Anche la gestione dell’economia si rivela un tallone d’Achille: il 50 per cento giudica peggiorata la situazione economica sotto Trump, contro un 21 per cento che ne riconosce miglioramenti. Se la politica dei dazi dovesse precipitare il Paese in una recessione, l’attuale fragile equilibrio potrebbe spezzarsi.

Oggi, l’indice di approvazione non rappresenta ancora una minaccia esistenziale per la presidenza. Tuttavia, un ulteriore indebolimento potrebbe dissolvere quell’aura di invulnerabilità che finora ha protetto Trump dalle sfide interne ed esterne. Il rischio non riguarda solo il sostegno popolare, ma anche la tenuta del rapporto con il Congresso e la resistenza delle istituzioni di controllo.

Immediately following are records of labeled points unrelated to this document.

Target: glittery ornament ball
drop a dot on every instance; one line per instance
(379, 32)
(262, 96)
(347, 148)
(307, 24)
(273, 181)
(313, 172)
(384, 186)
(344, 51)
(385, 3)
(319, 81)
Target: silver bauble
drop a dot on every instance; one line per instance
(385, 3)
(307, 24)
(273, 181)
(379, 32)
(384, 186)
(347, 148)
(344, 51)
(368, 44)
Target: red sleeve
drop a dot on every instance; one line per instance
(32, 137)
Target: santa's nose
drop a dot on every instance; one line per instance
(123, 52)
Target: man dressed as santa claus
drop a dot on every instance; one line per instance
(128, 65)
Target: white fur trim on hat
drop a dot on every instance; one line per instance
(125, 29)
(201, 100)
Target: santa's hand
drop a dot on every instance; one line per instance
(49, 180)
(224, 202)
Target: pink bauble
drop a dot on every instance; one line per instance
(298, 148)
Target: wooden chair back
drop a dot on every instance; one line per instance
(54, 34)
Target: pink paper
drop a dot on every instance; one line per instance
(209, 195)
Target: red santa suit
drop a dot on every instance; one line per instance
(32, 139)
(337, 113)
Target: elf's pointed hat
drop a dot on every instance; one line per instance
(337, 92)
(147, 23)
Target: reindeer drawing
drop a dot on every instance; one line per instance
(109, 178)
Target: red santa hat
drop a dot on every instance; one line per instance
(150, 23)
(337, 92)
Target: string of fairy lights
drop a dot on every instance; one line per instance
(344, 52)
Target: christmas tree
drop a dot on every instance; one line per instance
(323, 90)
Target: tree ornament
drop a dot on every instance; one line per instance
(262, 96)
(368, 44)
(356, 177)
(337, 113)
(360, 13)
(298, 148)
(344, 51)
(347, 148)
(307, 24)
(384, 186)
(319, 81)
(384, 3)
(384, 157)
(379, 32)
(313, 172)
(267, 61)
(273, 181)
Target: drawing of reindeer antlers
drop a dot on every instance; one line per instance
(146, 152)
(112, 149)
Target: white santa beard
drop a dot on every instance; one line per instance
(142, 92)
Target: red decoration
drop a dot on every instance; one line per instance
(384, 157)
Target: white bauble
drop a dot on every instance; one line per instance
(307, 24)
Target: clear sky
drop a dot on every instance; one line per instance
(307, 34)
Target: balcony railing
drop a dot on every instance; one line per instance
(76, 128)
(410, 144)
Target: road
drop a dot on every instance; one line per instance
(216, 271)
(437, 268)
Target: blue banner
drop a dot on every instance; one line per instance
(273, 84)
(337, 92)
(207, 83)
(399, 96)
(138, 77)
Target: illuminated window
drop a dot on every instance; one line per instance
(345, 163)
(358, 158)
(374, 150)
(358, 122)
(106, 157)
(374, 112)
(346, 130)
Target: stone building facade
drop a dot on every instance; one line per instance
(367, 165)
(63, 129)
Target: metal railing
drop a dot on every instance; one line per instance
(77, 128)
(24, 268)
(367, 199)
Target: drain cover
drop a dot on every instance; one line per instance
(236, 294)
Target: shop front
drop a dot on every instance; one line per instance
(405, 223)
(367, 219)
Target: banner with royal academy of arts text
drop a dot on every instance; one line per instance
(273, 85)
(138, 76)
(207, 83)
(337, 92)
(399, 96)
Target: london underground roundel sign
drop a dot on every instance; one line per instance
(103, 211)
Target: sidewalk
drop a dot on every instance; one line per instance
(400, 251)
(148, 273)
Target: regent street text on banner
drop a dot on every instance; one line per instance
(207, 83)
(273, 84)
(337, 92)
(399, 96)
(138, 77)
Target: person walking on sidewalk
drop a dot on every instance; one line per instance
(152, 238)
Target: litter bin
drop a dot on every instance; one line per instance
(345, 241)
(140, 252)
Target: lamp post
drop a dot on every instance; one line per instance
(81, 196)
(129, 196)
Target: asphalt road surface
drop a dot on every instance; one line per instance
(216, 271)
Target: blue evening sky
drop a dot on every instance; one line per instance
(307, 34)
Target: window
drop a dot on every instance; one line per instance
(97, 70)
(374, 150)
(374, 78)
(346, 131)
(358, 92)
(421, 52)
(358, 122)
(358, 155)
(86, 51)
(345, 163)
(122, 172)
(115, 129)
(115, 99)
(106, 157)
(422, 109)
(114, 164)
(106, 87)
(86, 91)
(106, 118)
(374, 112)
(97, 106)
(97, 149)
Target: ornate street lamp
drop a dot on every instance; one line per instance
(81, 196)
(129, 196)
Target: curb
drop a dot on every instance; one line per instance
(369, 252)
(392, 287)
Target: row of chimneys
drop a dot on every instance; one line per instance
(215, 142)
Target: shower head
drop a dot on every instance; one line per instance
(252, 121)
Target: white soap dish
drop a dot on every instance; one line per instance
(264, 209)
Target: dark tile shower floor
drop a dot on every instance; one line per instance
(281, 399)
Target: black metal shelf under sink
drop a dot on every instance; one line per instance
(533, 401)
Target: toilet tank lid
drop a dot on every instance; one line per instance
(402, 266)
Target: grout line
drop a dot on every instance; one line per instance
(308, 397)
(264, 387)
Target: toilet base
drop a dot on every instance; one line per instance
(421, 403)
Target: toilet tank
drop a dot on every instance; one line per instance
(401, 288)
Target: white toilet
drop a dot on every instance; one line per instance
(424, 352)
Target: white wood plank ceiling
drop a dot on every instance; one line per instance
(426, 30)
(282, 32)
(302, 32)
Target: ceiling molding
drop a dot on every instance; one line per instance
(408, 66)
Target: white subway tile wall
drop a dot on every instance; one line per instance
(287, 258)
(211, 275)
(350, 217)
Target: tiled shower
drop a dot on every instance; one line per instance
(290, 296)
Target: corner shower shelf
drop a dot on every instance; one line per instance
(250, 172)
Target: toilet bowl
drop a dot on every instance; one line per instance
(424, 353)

Nella storia americana, pochi presidenti sono riusciti a invertire un trend negativo consolidato nei primi cento giorni. Trump si trova ora di fronte allo stesso banco di prova: dimostrare che la fase iniziale non definisce l’intero mandato, oppure consegnarsi alla logica che da quasi un secolo collega la fragilità politica dei primi cento giorni a una presidenza destinata alla debolezza strutturale.

In questa prospettiva, il ruolo della società civile e delle istituzioni indipendenti assume una centralità imprescindibile. L’esperienza insegna che nei momenti di tensione tra potere esecutivo e diritti fondamentali, la tenuta democratica dipende in larga parte dalla vitalità degli attori sociali, dal coraggio dei media, dalla fermezza della magistratura e dalla consapevolezza collettiva. Non si tratta soltanto di numeri o sondaggi: la qualità della democrazia si misura nella capacità di reagire ai tentativi di concentrazione del potere e di difendere, anche quando sembra impopolare o rischioso, il principio che nessun leader può collocarsi al di sopra delle regole comuni.